Iranosauripus Temporal range: Late Triassic – Early Jurassic, 201.6–182.7 Ma PreꞒ Ꞓ O S D C P T J K Pg N

Trace fossil classification
- Ichnogenus: Iranosauripus Lapparent & Nowgol Sadat, 1975
- Type ichnospecies: †Iranosauripus zerabensis Lapparent & Nogwol Sadat, 1975
- Synonyms: Iranosaurus Lapparent & Nogwol Sadat, 1975;

= Iranosauripus =

Dinosaur footprint

Iranosauripus is an ichnogenus of dinosaur footprint found in the Shemshak Group of Iran that supposedly belonged to a theropod. Iranosauripus supposedly existed during Middle Triassic to Early Jurassic, although the first true dinosaurs, such as Eoraptor, did not exist until the Late Triassic; the age of the specimens has since been refined to 201.6 to 183.0 Ma and further to 182.7 Ma.

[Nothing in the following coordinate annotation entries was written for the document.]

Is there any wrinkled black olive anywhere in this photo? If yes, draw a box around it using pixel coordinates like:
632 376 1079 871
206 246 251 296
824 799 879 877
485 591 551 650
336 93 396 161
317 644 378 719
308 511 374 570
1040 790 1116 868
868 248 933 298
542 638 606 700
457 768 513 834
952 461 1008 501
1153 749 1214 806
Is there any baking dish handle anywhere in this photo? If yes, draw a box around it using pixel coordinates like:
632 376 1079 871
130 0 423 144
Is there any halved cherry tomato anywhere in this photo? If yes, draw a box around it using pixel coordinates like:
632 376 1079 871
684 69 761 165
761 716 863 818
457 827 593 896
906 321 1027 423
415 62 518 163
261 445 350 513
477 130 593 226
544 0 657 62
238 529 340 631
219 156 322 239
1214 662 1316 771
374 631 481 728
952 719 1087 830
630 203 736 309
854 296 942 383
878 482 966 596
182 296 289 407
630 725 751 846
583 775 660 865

== Discovery and naming ==
The first known footprints were discovered in 1975 in the Shemshak Group in the Alborz Mountains of Iran by Albert-Félix de Lapparent and M. A. Nowgol Sadat, and the type ichnospecies, I. zerabensis was also named in 1975. Abbassi (2014) described more specimens.